On screaming “We’re not VD!” while ignoring your relationship with VD – April 16

I don’t need Larry and Brad or anyone else to say they’re not Vox Day. I know that. Everyone knows VD is responsible for his own actions and statements.

But what many people suspect is that Larry and Brad worked with VD on all this. And based on the evidence, it’s difficult to draw any other conclusion.

For example, Brad ran this year’s Sad Puppies campaign and posted their voting slate on February 1. I can’t tell you the exact time he posted the slate, but the first comment on the post appeared at 8:40 pm, followed quickly by many more.

Vox Day posted his Rabid Puppies ballot on February 2nd. Again, I don’t know the exact time but the comments began coming in a little after 1 am.

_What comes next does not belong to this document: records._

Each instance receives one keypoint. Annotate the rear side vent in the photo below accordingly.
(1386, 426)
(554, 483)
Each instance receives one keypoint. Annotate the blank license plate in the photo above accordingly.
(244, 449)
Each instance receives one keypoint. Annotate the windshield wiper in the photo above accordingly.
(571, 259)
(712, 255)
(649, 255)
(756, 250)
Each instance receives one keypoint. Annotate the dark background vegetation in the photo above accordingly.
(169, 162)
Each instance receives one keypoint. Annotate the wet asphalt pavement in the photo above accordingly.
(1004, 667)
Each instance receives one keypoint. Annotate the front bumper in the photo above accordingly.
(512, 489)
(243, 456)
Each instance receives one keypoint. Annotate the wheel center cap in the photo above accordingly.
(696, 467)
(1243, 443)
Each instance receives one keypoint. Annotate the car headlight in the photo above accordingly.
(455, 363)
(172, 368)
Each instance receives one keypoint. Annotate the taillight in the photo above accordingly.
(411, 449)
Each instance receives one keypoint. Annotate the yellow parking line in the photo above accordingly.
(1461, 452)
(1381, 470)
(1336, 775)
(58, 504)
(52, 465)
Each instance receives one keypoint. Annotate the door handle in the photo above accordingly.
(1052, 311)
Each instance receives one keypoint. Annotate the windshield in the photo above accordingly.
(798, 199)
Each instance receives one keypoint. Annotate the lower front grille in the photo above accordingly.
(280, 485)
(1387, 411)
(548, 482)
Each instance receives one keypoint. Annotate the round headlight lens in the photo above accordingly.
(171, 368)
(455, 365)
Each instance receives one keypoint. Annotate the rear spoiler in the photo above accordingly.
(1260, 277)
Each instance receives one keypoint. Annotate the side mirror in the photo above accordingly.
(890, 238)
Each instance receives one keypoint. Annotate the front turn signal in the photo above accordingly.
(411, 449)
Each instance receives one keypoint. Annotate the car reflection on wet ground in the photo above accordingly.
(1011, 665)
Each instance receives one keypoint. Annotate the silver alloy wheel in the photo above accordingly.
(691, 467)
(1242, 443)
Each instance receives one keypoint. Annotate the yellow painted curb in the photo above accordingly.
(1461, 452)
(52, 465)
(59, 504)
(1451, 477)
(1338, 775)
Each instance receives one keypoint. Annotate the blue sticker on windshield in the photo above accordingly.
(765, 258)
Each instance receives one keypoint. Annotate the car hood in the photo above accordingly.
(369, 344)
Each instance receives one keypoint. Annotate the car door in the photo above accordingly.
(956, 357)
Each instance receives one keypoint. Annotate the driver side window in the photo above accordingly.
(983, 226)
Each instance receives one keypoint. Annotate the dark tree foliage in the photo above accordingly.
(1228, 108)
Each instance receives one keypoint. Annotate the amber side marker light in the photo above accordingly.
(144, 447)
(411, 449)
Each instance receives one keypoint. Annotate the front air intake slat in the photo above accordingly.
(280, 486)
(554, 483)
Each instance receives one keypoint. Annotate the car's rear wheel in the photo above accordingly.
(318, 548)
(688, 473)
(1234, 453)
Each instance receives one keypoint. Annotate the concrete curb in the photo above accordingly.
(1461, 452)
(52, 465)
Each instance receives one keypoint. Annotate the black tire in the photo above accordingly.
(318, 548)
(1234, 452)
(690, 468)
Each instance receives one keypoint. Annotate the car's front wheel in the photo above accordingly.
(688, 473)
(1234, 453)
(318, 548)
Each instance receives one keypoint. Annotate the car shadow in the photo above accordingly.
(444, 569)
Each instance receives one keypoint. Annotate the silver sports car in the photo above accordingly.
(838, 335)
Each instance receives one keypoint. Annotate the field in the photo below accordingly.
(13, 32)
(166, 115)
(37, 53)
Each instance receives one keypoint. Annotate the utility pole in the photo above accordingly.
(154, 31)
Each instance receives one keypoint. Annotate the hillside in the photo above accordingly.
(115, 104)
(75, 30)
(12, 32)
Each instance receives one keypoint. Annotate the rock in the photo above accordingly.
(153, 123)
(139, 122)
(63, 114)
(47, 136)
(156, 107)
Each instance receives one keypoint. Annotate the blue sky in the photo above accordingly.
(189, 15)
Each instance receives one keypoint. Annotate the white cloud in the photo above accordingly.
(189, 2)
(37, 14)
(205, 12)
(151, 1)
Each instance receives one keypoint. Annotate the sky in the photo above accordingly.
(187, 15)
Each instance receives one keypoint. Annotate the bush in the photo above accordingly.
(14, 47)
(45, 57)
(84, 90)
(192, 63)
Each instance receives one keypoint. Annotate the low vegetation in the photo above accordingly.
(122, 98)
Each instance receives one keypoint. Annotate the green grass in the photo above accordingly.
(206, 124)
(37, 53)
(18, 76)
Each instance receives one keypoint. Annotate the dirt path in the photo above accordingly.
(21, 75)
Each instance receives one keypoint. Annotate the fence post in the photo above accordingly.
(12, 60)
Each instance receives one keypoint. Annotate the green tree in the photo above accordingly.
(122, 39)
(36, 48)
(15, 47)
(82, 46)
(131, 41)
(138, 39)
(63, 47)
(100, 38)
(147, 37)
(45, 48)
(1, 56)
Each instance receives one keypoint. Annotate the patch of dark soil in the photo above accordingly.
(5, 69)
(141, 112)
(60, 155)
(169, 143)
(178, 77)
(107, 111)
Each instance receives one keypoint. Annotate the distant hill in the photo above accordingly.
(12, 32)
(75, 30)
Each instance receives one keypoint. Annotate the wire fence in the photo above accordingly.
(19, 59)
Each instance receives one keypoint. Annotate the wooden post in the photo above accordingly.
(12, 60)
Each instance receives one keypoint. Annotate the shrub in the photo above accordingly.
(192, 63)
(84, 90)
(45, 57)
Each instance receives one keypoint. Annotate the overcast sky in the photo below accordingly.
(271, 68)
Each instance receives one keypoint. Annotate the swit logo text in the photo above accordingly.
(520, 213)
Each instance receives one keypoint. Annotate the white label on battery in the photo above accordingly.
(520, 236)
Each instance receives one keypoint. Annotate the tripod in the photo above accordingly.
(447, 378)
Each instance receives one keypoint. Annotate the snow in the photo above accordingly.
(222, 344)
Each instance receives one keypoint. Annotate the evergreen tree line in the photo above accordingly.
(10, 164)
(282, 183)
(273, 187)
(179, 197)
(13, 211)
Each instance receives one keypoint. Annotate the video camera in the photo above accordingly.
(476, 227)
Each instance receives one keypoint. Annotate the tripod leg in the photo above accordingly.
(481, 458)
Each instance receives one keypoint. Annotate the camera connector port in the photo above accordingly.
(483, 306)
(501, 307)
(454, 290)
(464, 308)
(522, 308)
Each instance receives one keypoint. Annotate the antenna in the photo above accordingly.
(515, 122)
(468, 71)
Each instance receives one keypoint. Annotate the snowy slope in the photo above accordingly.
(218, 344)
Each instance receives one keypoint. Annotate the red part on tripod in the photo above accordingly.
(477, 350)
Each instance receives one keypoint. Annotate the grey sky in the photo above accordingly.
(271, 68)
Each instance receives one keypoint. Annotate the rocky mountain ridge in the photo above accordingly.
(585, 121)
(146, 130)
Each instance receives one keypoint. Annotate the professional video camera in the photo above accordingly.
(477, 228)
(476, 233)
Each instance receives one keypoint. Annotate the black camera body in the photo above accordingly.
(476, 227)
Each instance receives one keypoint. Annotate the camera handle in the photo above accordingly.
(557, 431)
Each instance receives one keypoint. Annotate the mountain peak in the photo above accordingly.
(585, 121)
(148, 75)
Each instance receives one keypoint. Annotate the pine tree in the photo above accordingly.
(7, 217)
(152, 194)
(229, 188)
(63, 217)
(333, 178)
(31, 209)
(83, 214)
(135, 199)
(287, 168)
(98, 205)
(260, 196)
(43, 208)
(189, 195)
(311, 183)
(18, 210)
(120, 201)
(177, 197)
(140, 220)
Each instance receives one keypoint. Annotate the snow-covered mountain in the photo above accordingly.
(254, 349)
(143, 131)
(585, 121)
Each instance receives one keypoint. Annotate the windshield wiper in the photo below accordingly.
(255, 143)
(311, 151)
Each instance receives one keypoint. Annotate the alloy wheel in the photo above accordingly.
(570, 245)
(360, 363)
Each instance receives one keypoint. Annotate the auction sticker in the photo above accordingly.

Depending on the time zone settings of these two sites, that means as little as a few hours separated the posting of the Sad and Rabid Puppies slates.

But hey, let’s be generous and say an entire day separated the launch of their “separate” campaigns. If there was no coordination between the two campaigns that means in less than a day VD read all the stories on the Sad Puppies slate, decided which to discard and which to add to his own slate, and launched his campaign.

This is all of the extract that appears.